Similar plants (25 or so) installed by the then Soviet Union have been upgraded while PSM is an exception. “Our neighbour Iran has upgraded Esphahan Plant to 3/3.5 mtpy and is poised to upgrade it to ‘5 million tons per year. They have invited the CEO Pakistan Steel who is planning to take a delegation of senior engineers to see their plant,” the CEO revealed.

He urged the government to favourably consider Russia’s offer for PSM expansion to 1.5/3.0 mtpy. “This is a golden opportunity as momentous for our ‘industrial growth’ as is ‘Economic corridor’ for our national economic growth,” he added. Only through growth of Engineering and Manufacturing (and steel being the base) will Pakistan achieve a middle and even a higher economic status and the PSM expansion will act as the catalyst, the CEO stated.

The cost estimates for expansion to 1.5 mtpy and 3.0 mtpy in two phases are US$ 300.13 million and $ 899.68 million, respectively – the exact cost will be determined either through a competitive bidding or government-to-government agreement with Russia, China or any other interested country to be completed in 3 to 5 years, Khan said.

It will bolster the engineering goods industry, construction industry and agriculture sector besides reducing dependence on steel imports. It will also result in better utilization of indigenous mineral resources and generation of massive employment opportunities during construction and operation phases as well as in allied and downstream projects, the CEO concluded.

Senator Sardar Fateh Muhammad Hasni gave tough time to the CEO and said that despite injection of a huge public money the PSM will not be functional until local iron ore is used.

He also sought details of incumbent Board of Directors (BoD)) but the CEO sidetracked the issue.

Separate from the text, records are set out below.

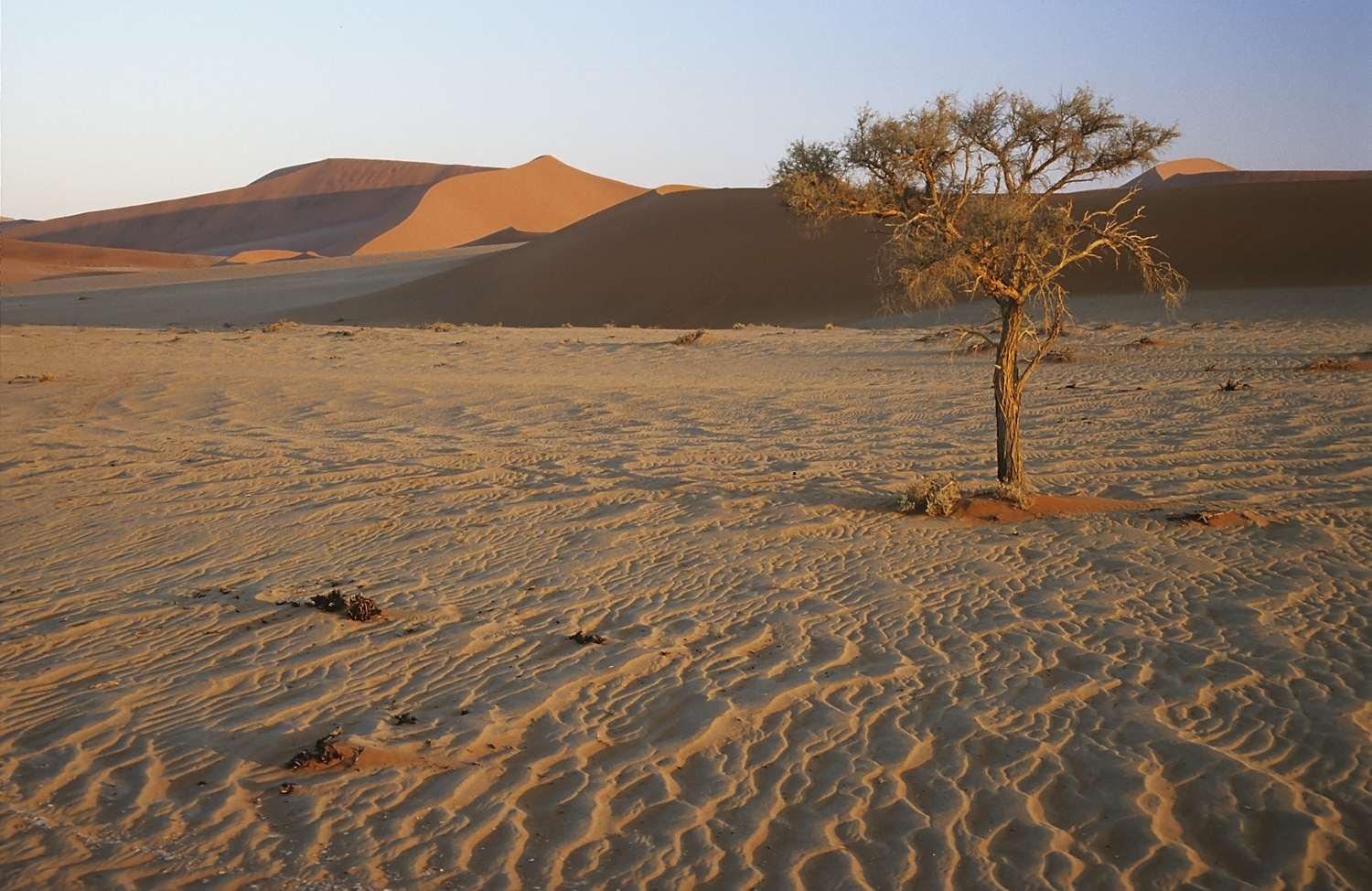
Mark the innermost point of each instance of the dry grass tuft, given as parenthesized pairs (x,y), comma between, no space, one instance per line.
(691,338)
(1015,493)
(359,607)
(1328,362)
(936,498)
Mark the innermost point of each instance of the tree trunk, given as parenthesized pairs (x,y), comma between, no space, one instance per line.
(1010,463)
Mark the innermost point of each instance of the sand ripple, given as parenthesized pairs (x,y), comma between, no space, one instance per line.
(799,688)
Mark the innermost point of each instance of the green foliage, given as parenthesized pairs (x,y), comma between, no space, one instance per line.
(971,198)
(970,194)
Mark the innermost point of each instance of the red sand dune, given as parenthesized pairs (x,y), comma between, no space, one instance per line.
(30,261)
(306,208)
(682,260)
(542,195)
(343,206)
(716,257)
(1249,235)
(1187,172)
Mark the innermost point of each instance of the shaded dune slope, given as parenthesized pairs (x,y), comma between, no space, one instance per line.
(1249,235)
(307,208)
(685,258)
(542,195)
(30,261)
(716,257)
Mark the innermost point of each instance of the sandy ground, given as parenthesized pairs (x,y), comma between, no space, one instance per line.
(249,294)
(799,688)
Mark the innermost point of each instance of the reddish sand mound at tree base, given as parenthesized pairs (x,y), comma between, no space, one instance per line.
(1002,511)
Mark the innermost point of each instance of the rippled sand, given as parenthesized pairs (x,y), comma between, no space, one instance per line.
(800,688)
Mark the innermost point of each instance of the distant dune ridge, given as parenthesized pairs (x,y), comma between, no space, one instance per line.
(593,250)
(542,195)
(340,206)
(716,257)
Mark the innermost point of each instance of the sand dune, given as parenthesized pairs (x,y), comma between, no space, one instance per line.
(537,197)
(1250,235)
(32,261)
(1190,172)
(306,208)
(343,206)
(799,688)
(716,257)
(685,258)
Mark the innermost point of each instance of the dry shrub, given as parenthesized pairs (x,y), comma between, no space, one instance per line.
(324,754)
(1017,495)
(691,338)
(359,607)
(936,498)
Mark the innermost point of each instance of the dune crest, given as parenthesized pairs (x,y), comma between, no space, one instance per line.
(716,257)
(302,209)
(33,261)
(542,195)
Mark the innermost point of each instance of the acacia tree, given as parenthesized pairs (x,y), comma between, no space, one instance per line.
(971,199)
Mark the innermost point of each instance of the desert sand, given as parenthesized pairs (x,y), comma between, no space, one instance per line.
(542,195)
(32,261)
(716,257)
(798,687)
(342,206)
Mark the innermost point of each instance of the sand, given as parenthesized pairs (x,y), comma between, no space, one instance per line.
(542,195)
(238,295)
(799,688)
(32,261)
(306,208)
(343,206)
(718,257)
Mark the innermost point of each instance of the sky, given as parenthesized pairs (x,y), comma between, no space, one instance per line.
(104,104)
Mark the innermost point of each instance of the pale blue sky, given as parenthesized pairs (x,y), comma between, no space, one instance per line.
(121,102)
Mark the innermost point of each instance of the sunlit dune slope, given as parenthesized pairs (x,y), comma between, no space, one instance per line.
(716,257)
(30,261)
(1248,235)
(542,195)
(685,258)
(307,208)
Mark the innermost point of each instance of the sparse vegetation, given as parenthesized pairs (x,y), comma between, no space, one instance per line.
(936,498)
(1328,362)
(971,198)
(1014,493)
(359,607)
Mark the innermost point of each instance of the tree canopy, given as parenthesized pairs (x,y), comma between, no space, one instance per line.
(973,198)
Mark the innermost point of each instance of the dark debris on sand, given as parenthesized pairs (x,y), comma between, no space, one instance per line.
(359,607)
(324,753)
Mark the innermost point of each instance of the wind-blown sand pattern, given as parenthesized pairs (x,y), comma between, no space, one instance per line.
(800,688)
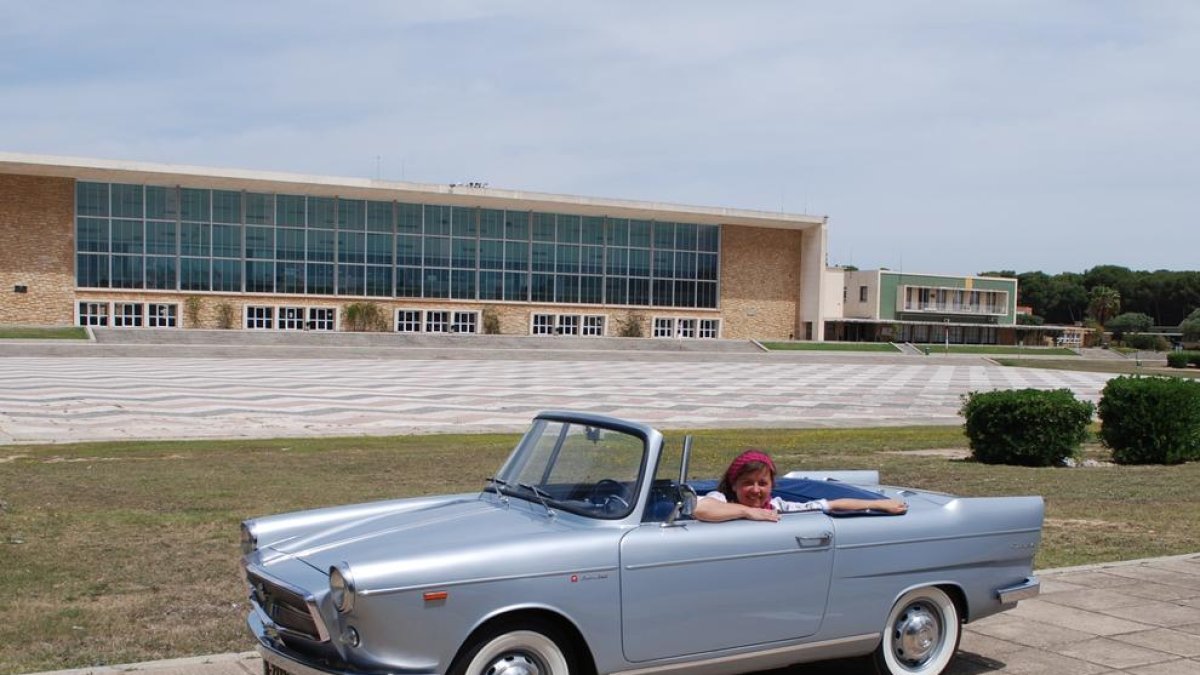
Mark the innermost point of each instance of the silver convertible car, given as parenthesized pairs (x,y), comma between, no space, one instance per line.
(581,556)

The committee directed Chief Executive Officer, PIDC, Khalid Chadda to give a detailed briefing on PIDC and subsidiary companies. Managing Director Utility Stores Corporation (USC) Khaqan Murtaza requested the Standing Committee to recommend enhancement of subsidy up to Rs 5 billion.

The CEO of Export Processing Zone Authority and the Managing Director of HMC could not give briefing due to paucity of time.